In fact, so serious were these problems that at a briefing, a staff officer from Brig. Gen. Otto P. Weyland's XIX Tactical Air Corps complained bitterly of the difficulties which air force ground element were having in keeping up with the Third Army's rapid advance.
Whereupon, Patton leaned over and, in a stage whisper, said to Weyland, "Opie, it would be a terrible thing if the ground forces should outrun the air forces, wouldn't it."
That was the last anyone ever heard from the air force about any problems "keeping up."
The Cost of War
During the American Civil War, one method of inducing men to enlist was to offer a cash bounty. Even after the institution of the draft by the Union in mid-1863 - over a year after the Confederacy had resorted to this step - the practice of awarding bounties continued, since a county that fulfilled its draft quota through voluntary enlistment was free from conscription.

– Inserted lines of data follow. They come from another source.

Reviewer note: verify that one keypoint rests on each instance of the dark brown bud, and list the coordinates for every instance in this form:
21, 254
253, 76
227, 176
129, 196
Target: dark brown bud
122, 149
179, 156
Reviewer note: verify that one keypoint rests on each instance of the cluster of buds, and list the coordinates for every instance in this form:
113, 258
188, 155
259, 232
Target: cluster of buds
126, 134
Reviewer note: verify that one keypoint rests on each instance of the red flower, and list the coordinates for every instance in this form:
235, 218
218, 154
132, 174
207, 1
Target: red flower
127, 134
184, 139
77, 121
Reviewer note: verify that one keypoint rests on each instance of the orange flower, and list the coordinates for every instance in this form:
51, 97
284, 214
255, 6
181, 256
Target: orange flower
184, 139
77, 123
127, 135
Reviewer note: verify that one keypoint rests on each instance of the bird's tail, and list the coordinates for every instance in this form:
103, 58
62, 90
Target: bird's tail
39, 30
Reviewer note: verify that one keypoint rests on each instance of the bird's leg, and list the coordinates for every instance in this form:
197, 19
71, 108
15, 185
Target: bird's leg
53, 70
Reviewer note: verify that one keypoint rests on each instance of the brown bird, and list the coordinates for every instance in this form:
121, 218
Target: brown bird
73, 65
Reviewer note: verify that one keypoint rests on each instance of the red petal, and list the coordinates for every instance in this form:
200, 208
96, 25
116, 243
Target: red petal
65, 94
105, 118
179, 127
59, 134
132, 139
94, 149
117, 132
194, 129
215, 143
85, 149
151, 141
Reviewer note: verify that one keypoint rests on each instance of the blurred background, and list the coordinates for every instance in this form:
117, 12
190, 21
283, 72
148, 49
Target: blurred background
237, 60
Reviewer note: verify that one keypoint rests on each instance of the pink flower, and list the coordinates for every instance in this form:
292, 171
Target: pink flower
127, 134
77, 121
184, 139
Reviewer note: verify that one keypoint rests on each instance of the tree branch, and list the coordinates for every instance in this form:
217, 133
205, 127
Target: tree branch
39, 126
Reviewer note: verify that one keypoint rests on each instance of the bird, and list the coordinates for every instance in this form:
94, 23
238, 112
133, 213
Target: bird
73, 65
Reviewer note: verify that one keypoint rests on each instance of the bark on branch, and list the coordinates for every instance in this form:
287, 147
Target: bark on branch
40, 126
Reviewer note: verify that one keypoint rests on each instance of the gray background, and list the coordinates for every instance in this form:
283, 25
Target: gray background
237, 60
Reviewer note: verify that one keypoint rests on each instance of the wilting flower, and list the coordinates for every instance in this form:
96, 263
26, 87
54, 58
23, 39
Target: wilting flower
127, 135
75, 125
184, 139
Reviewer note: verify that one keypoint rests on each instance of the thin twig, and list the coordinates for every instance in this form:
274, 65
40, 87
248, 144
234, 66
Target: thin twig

Of course, competition among localities for the available manpower was fierce. There was a Federal bounty, and virtually every state offered an additional bounty, as did many counties and most cities. It is believed that some $750 million in good nineteenth century money was paid out in bounties during the war to convince some 1.8 million men to join the Union armies, or roughly $435 for each man. This enormous sum was ...
- equal to the entire army payroll for the whole war, at a time when privates made $15 a month.
- greater than all quartermaster expenditures for the war .
- equal to twice the cost of all rations issued during the war .
- five times greater than the cost of all 7,892 pieces of artillery procured by the Union Army during the war.